All in all, scientists aim to analyze genes, proteins and metabolites of seeds in order to study their regulation depending on the stress affecting them. If key genetic markers are found, in the near future a basic seed analysis could let us know is they are viable in a specific period of time. Thus, a company in the field could decide the time for seeds marketing depending on their germination prospects.
“We will look for varieties that have a greater germination potential and a more promising plant development”, the scientific states. “If the plant has problems to germinate, it is likely to be weaker and we are trying to find strong species”, as he recounted.
Óscar Lorenzo’s team is working with Arabidopsis thaliana, an easy to handle plant used as a model in many studies. Nevertheless, their European partners are using more than 20 species considered of interest to agriculture such as grains, peas, tomato and cabbage. “Each team is using the most interesting models to them, for instance, French are interested in barley because of its use in the beer production process”, as the researcher said.
Actually, there are many companies interested in this project, especially when working with grains, because they want them to remain viable for longer.
Germans are in charge of genetic research, while the University of Warwick, that has a large greenhouse structure, focuses on inducing stress conditions on seeds to be analyzed by the rest of the teams. Therefore, all the scientists in the project work with the same material.

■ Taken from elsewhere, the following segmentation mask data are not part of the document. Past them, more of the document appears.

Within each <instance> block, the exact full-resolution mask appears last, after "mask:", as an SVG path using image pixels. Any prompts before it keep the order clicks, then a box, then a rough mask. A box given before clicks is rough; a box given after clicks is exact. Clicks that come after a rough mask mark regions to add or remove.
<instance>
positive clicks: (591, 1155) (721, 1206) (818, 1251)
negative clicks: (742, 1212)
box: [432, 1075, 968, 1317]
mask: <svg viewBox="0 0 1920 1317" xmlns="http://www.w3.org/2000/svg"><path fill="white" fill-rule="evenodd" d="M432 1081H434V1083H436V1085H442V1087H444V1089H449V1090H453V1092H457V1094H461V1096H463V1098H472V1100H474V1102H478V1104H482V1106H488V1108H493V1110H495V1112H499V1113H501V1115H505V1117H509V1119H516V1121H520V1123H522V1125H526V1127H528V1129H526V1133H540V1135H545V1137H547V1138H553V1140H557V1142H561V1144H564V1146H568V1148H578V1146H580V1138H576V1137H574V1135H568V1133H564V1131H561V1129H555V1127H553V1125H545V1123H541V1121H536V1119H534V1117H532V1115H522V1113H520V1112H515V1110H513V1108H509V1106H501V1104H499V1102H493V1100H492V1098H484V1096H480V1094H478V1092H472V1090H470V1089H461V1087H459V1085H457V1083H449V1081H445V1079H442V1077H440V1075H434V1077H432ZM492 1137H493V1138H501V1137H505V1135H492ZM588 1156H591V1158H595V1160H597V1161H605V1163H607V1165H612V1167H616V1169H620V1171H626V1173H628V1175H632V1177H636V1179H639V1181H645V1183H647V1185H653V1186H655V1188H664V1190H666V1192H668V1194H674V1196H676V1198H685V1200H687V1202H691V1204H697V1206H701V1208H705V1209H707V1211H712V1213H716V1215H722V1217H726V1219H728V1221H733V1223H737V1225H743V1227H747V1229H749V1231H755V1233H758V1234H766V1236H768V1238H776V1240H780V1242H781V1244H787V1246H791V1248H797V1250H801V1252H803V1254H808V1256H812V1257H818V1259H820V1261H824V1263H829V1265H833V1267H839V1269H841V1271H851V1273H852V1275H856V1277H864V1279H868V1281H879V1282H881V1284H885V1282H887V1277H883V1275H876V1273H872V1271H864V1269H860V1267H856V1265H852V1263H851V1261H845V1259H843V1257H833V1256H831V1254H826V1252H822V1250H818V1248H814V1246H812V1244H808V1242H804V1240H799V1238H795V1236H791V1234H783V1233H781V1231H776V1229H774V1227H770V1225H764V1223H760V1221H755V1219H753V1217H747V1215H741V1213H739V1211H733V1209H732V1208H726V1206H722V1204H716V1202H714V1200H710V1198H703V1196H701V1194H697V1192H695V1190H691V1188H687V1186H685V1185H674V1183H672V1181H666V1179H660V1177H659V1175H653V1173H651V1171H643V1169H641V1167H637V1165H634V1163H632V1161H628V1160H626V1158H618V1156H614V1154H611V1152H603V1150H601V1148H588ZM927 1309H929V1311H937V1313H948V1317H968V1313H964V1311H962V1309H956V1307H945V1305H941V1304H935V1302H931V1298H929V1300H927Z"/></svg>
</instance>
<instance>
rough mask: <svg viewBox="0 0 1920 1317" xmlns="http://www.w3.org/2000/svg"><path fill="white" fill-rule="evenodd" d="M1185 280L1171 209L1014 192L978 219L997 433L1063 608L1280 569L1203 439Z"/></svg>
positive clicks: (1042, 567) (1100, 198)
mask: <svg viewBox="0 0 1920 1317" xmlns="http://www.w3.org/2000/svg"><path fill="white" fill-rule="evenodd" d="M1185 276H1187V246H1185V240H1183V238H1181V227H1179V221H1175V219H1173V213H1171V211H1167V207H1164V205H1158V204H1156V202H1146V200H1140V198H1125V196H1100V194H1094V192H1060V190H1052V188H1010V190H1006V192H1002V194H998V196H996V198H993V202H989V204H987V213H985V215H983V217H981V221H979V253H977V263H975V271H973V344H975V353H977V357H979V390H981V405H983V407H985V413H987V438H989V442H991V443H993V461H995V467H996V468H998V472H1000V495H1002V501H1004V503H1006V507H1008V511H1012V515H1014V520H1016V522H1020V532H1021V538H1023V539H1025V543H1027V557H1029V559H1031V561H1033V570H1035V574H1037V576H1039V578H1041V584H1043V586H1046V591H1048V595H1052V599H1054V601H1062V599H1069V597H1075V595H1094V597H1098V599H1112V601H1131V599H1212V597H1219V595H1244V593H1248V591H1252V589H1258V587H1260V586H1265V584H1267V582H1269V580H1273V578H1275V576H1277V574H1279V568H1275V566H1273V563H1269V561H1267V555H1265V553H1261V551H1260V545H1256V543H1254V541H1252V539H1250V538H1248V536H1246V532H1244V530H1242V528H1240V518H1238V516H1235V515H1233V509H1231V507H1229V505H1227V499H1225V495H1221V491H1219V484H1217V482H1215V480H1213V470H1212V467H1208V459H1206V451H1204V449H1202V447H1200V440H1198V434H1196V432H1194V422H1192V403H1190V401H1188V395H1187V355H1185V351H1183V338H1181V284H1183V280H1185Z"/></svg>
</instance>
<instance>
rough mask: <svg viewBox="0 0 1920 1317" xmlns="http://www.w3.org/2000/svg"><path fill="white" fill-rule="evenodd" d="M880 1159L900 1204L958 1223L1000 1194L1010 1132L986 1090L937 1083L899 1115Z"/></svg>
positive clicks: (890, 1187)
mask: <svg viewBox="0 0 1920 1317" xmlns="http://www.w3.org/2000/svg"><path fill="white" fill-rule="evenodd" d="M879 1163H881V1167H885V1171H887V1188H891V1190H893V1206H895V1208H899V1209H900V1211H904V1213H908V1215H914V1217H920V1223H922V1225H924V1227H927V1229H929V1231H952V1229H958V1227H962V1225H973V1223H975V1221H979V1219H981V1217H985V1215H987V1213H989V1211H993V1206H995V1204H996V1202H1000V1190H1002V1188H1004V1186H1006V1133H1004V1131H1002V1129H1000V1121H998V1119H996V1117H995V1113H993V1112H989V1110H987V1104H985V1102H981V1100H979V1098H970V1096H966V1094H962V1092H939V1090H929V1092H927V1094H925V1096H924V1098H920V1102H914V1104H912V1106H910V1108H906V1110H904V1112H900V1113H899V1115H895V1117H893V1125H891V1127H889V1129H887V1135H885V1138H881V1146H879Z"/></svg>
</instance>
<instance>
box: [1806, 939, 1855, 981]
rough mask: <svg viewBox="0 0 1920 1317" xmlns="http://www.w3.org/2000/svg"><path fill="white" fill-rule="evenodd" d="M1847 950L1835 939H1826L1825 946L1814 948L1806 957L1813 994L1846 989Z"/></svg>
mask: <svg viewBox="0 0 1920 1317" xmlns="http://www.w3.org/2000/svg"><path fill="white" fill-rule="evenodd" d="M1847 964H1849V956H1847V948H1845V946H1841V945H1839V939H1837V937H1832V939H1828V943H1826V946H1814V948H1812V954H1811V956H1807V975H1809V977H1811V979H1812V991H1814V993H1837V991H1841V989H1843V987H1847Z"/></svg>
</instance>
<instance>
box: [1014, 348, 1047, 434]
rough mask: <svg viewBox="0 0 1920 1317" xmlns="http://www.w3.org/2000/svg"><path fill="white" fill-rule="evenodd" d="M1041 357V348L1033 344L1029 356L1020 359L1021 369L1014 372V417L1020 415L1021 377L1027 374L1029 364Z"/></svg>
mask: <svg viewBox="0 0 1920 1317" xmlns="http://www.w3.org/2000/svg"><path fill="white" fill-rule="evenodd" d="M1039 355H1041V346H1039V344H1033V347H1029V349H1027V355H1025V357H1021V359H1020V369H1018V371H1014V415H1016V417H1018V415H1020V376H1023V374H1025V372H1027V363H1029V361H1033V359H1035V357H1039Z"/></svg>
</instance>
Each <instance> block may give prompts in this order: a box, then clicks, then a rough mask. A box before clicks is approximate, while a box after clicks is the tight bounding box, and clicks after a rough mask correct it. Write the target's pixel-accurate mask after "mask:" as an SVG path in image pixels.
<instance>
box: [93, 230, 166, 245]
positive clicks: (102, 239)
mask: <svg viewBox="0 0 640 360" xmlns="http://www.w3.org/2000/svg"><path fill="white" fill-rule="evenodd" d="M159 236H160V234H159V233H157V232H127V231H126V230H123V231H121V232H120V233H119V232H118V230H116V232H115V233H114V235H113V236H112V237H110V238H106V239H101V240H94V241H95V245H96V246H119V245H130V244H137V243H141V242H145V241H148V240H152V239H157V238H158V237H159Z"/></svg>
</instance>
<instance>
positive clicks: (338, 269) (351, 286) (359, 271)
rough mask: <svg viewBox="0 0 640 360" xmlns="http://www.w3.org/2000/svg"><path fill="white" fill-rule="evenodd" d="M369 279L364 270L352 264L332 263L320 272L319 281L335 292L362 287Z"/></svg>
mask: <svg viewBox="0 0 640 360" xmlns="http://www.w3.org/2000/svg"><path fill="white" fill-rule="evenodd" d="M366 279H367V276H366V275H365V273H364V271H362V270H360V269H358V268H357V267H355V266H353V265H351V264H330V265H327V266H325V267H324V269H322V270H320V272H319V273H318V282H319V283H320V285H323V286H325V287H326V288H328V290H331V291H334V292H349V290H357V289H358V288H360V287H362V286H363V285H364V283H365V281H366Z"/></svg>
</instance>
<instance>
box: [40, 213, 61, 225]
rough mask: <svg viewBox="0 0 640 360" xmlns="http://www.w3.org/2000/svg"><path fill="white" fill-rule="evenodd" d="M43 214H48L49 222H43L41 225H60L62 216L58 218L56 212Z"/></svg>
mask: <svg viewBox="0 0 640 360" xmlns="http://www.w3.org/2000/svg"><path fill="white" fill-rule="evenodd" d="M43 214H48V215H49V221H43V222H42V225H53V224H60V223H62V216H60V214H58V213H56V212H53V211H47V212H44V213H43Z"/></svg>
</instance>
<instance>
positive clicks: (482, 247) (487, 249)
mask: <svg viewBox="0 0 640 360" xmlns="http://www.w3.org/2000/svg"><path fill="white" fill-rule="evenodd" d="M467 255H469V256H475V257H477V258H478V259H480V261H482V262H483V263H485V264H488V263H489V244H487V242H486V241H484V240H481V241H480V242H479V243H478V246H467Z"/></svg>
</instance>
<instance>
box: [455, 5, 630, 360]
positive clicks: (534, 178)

This project, named EcoSeed-Impacts of Environmental Conditions on Seed Quality, belongs to a program known as European Knowledge Based Bio-Economy (KBBE), that will contribute three million Euros in the next years for its fulfillment. From this sum, 250,000 Euros are to be granted to CIALE’S research.
The Other Partners
The importance of this project becomes evident when observing the list of partners. The most remarkable of them is the Royal Botanic Gardens from Kew, that houses an enormous gene bank with more than a million seeds. On behalf of the United Kingdom, the project also works in conjunction with the University of Leeds and the University of Warwick. Germany’s contribution comes from the Leibniz-Institut für Pflanzengenetik und Kulturpflanzenforschung (IPK) and from the Max Planck Gesellschaft zur Pfanzengenetik und Kulturpflanzzenforschung. France is the most engaged partner: Université Pierre et Marie Curie (Paris 6), Institut National de la Recherche Agronomique, Commissariat à l’energie atomique et aux énergie alternative (CEA) and a firm named Limagrain Europe. As Spain, represented by the Universidad de Salamanca, Austria’s contribution comes from a single institution: Universität Innsbruck.